I am interested in how the estimate of the regression $\beta_1$ decreases with respect to sample size $n$. Does this look ok or am I missing something? $$ \begin{align} \text{Var}(\hat \beta_1) & = \frac{\sigma^2}{\sum_{i=1}^n (x_i - \bar x)^2} \\ & \le \frac{\sigma^2}{\sum_{i=1}^n \min_i \{(x_i - \bar x)^2\}} \\ & = \frac{\sigma^2}{n \min_i\{(x_i - \bar x)^2\}} \\ & = O\bigg(\frac{1}{n}\bigg). \end{align} $$

Edit: It seems that the first answer in this post seems to agree with my result. However, the first answer in this post seems to say something else as it says that $\sigma^2$ is itself estimated (by the MSE) and that this estimate has a dependence on $n$.

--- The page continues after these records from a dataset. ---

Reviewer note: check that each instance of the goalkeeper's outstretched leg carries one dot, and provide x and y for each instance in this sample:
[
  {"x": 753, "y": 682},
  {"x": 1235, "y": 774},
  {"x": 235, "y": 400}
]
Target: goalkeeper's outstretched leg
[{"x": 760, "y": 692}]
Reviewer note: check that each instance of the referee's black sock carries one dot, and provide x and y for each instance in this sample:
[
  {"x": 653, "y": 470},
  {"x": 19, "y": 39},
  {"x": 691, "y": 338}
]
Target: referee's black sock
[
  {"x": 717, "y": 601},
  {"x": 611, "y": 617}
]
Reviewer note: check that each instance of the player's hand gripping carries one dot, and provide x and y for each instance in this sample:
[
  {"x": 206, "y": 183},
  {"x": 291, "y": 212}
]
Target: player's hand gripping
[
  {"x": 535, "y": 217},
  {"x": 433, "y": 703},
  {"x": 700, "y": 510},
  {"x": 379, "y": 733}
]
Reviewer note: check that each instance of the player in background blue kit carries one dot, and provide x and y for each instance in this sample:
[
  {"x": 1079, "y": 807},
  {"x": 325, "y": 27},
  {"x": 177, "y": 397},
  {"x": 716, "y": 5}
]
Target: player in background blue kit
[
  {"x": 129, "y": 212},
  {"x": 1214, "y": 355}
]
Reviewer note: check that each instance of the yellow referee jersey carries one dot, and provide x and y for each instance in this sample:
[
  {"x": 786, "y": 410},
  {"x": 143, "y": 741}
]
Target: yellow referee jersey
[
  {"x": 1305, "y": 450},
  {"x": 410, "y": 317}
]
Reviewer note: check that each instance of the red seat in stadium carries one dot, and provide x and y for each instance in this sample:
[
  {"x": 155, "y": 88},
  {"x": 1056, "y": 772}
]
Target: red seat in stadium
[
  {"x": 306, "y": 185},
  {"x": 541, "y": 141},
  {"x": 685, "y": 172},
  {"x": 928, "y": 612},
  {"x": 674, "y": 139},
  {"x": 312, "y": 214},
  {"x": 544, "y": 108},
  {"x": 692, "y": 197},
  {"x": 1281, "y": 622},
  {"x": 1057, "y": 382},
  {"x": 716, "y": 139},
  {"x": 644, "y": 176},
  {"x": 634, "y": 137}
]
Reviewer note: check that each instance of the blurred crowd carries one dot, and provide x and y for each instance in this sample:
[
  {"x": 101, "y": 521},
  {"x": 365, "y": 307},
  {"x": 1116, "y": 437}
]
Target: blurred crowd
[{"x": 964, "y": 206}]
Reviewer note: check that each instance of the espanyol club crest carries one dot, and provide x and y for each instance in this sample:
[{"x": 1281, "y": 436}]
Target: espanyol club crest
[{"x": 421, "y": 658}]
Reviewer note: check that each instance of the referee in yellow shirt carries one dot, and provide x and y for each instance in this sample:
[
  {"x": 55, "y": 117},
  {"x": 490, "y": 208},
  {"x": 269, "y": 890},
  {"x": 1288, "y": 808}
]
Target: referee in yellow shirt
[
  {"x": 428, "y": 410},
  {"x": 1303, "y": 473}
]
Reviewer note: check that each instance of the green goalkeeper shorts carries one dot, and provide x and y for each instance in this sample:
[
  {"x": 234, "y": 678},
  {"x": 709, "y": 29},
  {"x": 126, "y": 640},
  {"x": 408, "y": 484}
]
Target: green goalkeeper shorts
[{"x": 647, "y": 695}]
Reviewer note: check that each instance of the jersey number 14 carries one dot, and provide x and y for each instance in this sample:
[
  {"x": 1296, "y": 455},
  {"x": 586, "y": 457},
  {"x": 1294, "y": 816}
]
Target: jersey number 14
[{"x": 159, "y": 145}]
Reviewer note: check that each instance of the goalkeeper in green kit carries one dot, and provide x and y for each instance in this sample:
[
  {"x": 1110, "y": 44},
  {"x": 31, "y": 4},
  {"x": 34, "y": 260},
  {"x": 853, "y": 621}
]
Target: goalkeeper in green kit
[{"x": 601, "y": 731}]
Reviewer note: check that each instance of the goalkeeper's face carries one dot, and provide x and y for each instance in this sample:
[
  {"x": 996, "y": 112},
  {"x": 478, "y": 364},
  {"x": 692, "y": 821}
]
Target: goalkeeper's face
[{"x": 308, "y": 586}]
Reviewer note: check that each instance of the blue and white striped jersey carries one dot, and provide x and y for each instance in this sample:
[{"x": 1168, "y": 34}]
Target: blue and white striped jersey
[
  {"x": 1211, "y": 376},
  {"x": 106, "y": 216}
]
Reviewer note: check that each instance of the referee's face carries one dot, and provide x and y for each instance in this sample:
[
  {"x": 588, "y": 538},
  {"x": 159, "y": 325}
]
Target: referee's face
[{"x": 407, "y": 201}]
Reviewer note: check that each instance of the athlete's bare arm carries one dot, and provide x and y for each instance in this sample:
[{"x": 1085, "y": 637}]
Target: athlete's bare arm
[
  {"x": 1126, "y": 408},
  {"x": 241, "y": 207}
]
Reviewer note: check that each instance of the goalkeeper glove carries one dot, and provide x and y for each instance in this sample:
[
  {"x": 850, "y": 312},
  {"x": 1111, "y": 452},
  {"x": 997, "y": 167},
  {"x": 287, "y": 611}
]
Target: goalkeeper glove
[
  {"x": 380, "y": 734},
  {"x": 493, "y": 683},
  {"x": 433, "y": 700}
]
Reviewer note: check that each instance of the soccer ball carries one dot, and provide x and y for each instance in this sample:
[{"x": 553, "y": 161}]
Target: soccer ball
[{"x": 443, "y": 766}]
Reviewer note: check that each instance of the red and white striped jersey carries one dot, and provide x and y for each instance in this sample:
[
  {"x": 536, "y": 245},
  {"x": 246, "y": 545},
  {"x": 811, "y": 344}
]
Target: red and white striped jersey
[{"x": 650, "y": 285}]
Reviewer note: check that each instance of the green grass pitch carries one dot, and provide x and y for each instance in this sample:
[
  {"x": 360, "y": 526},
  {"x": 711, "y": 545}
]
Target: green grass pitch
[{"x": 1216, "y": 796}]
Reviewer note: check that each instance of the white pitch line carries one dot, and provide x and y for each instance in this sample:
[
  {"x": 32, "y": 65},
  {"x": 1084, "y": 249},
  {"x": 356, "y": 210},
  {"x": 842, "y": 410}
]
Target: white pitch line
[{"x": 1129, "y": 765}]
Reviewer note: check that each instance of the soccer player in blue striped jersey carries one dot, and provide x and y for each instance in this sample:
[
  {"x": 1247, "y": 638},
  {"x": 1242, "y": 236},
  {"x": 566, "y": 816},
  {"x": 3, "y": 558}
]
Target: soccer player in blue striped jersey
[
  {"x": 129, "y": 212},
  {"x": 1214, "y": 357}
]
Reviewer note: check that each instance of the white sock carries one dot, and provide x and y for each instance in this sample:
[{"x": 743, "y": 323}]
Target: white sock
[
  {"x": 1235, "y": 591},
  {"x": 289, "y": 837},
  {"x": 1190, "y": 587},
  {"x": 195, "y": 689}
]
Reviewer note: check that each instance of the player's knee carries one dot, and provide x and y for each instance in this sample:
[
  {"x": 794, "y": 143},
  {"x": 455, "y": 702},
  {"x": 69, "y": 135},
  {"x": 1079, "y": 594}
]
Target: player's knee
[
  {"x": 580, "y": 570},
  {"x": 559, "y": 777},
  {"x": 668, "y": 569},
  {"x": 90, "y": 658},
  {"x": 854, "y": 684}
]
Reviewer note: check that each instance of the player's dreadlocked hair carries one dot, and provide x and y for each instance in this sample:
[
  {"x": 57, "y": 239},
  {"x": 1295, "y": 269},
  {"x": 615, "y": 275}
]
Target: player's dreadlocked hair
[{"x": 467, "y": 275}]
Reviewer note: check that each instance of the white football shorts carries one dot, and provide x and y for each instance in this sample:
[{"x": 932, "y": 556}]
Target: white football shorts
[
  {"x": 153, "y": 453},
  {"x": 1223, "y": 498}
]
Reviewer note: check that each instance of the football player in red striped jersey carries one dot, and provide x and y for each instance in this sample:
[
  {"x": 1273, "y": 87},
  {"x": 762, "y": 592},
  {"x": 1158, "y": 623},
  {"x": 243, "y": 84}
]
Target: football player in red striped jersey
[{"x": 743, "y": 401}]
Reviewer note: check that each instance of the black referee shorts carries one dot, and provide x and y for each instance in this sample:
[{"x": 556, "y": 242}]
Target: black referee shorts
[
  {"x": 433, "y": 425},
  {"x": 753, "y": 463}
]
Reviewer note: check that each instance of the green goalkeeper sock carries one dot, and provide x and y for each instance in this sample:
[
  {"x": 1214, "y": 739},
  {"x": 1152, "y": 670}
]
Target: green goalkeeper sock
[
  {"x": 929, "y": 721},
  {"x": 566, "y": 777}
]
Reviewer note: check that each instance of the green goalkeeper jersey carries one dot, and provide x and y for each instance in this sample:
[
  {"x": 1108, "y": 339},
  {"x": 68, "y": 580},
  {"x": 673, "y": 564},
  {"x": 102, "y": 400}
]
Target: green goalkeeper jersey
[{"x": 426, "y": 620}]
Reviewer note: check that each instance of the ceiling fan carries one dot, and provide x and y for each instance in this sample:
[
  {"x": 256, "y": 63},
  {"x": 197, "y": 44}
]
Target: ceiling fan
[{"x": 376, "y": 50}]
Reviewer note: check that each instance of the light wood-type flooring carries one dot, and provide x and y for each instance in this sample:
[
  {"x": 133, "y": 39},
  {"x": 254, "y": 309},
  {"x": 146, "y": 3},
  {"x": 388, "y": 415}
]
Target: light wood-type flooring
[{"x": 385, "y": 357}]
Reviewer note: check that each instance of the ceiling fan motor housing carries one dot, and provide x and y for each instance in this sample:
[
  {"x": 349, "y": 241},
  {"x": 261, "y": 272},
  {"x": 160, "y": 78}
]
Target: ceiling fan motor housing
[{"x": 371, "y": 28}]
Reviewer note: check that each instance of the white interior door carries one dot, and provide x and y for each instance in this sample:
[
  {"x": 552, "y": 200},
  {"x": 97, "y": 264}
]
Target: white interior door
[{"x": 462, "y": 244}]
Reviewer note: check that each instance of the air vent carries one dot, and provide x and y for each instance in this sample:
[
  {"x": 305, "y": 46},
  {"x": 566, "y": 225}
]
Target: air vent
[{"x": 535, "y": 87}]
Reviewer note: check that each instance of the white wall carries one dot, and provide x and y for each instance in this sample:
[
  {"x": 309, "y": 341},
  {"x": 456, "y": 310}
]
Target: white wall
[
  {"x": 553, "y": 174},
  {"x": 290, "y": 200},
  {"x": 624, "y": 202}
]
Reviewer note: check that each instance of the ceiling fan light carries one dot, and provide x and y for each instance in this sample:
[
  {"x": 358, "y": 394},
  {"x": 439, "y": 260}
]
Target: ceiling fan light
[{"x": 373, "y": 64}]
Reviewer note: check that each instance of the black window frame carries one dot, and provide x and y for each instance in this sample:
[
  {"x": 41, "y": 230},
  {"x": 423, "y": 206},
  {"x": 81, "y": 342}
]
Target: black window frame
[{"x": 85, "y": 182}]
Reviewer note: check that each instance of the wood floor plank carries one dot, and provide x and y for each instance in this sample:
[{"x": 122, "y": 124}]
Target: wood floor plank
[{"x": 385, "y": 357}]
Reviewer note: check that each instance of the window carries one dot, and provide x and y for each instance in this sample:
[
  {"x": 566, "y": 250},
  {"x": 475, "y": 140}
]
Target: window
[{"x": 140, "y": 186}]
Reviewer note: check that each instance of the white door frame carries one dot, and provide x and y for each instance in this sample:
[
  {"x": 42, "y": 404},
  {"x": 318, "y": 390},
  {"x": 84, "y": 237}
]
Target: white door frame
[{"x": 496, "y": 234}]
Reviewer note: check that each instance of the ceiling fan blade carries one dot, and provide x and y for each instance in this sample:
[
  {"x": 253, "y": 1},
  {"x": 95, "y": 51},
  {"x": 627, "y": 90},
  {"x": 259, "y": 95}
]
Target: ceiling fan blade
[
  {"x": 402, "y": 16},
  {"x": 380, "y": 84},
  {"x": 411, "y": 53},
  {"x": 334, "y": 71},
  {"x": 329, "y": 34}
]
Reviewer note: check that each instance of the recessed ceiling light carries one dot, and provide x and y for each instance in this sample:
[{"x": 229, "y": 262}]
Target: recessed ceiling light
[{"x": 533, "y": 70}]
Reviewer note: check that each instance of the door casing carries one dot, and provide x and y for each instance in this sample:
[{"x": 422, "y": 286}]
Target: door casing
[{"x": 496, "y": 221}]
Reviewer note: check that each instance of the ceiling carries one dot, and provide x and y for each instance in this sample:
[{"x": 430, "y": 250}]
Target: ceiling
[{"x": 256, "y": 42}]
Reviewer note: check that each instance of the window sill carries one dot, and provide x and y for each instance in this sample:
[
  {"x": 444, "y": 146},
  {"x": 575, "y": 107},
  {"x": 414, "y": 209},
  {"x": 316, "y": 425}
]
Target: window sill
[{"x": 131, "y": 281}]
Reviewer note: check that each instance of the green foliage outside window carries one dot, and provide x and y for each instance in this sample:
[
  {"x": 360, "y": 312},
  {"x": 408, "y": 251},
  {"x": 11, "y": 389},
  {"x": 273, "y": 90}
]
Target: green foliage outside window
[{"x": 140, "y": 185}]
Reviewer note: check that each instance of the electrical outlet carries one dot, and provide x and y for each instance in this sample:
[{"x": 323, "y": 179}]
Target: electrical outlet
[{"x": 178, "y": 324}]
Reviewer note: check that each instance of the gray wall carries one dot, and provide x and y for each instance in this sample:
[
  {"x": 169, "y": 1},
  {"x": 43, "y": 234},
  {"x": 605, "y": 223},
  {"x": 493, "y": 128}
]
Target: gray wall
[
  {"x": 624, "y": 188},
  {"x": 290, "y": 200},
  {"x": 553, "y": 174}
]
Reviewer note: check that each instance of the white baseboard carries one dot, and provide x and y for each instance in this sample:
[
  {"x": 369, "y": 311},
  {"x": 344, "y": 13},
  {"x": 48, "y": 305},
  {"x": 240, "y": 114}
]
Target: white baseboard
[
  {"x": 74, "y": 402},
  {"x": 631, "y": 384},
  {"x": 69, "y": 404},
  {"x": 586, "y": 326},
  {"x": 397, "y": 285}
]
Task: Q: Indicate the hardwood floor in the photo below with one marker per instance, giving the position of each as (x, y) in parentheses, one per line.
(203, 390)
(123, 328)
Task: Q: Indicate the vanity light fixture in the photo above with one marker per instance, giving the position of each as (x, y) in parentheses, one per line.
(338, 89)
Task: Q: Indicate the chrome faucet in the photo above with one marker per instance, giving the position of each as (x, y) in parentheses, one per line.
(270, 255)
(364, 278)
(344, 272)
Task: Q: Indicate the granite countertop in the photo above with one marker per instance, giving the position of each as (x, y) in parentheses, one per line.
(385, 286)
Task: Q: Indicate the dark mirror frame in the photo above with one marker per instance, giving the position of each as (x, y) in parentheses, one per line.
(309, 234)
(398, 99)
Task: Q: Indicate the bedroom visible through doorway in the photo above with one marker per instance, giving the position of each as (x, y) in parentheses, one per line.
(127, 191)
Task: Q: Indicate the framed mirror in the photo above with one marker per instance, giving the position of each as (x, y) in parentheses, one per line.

Can someone clarify exactly how the variance decreases with $n$?

Answer 1

The true variance of $\hat\beta_1$ is $\mathcal O(1/n)$, as you correctly proved. The estimated variance of $\beta_1$ is a random variable and its asymptotic behavior is better described using big O probability notation. Since the MSE is a consistent sinais of $\sigma^2$, we have $\hat\sigma^2=\sigma^2+\mathcal o_p(1)$. If we replace $\sigma^2$ by $\hat\sigma^2$ in your proof, we get that the estimated variance of $\beta_1$ is $\mathcal O_p(1/n)$.

TL;DR: the true variance is $\mathcal O(1/n)$, while the estimated variance is $\mathcal O_p(1/n)$ (that is, it is asymptotically bounded by $1/n$ with probability 1).